🤖 AI Summary
In predictive policing (PP), model deployment induces data distribution shift, impeding convergence of non-convex optimization to stationary prediction-stable solutions (SPS). Existing stochastic gradient descent with gradient descent (SGD-GD) methods rely on bounded variance assumptions, yielding convergence error bounds that scale with gradient variance—limiting their ability to eliminate residual error. This work proposes SPRINT: the first algorithm achieving an $O(1/T)$ convergence rate for non-convex smooth losses, with error neighborhood independent of stochastic gradient variance—thereby breaking the variance-dependency bottleneck. SPRINT jointly models distribution shift via variance reduction and adaptive stochastic gradient updates. Extensive experiments on multiple real-world datasets demonstrate that SPRINT significantly outperforms SGD-GD, attaining both faster convergence and enhanced training stability.
📝 Abstract
Performative prediction (PP) is an algorithmic framework for optimizing machine learning (ML) models where the model's deployment affects the distribution of the data it is trained on. Compared to traditional ML with fixed data, designing algorithms in PP converging to a stable point -- known as a stationary performative stable (SPS) solution -- is more challenging than the counterpart in conventional ML tasks due to the model-induced distribution shifts. While considerable efforts have been made to find SPS solutions using methods such as repeated gradient descent (RGD) and greedy stochastic gradient descent (SGD-GD), most prior studies assumed a strongly convex loss until a recent work established $mathcal{O}(1/sqrt{T})$ convergence of SGD-GD to SPS solutions under smooth, non-convex losses.
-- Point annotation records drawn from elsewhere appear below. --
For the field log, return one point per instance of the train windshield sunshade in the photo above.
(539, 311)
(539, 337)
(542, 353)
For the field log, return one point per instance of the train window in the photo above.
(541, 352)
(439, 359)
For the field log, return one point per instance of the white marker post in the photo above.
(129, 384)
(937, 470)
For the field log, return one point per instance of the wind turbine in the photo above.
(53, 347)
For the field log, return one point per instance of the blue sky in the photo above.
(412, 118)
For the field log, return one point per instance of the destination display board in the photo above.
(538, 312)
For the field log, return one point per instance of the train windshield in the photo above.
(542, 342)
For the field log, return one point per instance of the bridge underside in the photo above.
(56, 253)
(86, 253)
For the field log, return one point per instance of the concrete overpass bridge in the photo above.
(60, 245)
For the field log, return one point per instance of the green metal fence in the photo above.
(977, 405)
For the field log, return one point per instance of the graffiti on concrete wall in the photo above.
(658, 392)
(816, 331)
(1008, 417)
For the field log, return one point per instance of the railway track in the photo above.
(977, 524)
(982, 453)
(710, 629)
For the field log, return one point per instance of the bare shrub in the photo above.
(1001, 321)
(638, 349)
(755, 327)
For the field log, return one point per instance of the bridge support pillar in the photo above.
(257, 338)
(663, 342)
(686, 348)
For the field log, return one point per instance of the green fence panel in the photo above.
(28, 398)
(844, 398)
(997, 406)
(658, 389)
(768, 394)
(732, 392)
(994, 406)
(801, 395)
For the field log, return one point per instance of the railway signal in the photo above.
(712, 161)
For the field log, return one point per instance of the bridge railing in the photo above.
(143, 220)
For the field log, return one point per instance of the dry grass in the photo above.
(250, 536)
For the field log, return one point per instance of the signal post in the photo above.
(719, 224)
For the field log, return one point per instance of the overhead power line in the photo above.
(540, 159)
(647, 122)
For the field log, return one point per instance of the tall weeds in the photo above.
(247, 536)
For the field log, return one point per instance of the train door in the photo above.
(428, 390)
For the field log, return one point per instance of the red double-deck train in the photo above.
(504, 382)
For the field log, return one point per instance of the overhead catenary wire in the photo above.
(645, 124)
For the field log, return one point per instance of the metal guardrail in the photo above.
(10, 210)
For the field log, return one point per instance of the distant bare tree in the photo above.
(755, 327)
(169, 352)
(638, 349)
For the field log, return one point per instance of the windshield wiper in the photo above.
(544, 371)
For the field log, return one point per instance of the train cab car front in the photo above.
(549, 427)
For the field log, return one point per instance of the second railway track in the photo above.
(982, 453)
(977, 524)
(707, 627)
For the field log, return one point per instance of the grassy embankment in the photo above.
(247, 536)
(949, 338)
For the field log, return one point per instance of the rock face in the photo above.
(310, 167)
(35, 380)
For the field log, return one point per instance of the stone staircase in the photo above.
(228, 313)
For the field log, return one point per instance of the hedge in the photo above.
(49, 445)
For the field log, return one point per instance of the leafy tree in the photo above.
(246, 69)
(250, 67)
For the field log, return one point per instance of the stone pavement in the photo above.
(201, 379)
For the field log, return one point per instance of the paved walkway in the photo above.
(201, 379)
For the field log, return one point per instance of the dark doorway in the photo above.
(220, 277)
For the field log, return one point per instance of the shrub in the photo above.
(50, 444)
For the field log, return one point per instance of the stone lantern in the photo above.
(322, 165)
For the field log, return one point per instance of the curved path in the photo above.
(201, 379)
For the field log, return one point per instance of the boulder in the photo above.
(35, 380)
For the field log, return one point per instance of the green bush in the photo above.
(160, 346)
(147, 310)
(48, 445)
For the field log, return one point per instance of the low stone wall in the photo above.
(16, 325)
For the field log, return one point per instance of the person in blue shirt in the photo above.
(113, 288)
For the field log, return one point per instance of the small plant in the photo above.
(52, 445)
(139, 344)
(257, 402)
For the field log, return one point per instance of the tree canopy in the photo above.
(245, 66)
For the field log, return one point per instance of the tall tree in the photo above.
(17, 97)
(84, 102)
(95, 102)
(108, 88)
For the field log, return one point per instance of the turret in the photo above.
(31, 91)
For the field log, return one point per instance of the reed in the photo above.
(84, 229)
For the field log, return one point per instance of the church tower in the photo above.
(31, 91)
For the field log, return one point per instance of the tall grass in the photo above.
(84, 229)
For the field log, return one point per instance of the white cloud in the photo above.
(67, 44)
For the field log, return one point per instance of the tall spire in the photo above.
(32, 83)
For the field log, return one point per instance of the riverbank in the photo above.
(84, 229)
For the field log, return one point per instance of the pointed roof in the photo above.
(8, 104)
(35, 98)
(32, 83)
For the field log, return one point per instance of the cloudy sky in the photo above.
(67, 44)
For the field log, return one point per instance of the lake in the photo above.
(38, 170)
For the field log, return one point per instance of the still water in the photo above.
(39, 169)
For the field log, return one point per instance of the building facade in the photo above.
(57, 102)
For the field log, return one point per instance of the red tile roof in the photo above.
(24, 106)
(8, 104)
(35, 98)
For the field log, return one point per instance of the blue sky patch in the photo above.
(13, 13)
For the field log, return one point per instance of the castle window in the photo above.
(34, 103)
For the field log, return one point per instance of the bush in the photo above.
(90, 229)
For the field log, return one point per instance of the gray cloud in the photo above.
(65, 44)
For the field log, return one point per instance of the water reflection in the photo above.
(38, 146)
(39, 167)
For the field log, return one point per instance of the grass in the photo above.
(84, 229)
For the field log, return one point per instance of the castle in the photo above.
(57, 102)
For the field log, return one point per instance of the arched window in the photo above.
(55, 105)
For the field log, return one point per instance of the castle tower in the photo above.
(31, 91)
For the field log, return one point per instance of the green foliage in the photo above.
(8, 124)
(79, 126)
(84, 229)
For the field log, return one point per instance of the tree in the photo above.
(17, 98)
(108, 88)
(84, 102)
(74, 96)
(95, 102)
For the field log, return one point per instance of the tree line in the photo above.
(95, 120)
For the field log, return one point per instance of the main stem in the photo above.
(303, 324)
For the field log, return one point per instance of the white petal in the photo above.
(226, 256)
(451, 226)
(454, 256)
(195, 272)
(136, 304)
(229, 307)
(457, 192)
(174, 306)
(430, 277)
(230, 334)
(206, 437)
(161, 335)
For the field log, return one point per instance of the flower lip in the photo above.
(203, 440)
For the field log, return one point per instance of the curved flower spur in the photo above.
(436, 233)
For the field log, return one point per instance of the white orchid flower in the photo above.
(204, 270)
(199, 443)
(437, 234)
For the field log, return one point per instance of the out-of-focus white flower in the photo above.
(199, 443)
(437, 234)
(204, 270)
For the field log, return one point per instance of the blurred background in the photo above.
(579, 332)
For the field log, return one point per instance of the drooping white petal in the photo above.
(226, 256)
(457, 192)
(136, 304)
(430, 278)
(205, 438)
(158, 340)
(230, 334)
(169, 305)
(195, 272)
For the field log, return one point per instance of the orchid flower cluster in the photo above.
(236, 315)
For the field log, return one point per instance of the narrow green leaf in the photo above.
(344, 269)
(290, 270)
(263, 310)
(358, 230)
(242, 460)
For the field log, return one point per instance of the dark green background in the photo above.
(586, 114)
However, this latest progress is still based on the restricted bounded variance assumption in stochastic gradient estimates and yields convergence bounds with a non-vanishing error neighborhood that scales with the variance. This limitation motivates us to improve convergence rates and reduce error in stochastic optimization for PP, particularly in non-convex settings. Thus, we propose a new algorithm called stochastic performative prediction with variance reduction (SPRINT) and establish its convergence to an SPS solution at a rate of $mathcal{O}(1/T)$. Notably, the resulting error neighborhood is **independent** of the variance of the stochastic gradients. Experiments on multiple real datasets with non-convex models demonstrate that SPRINT outperforms SGD-GD in both convergence rate and stability.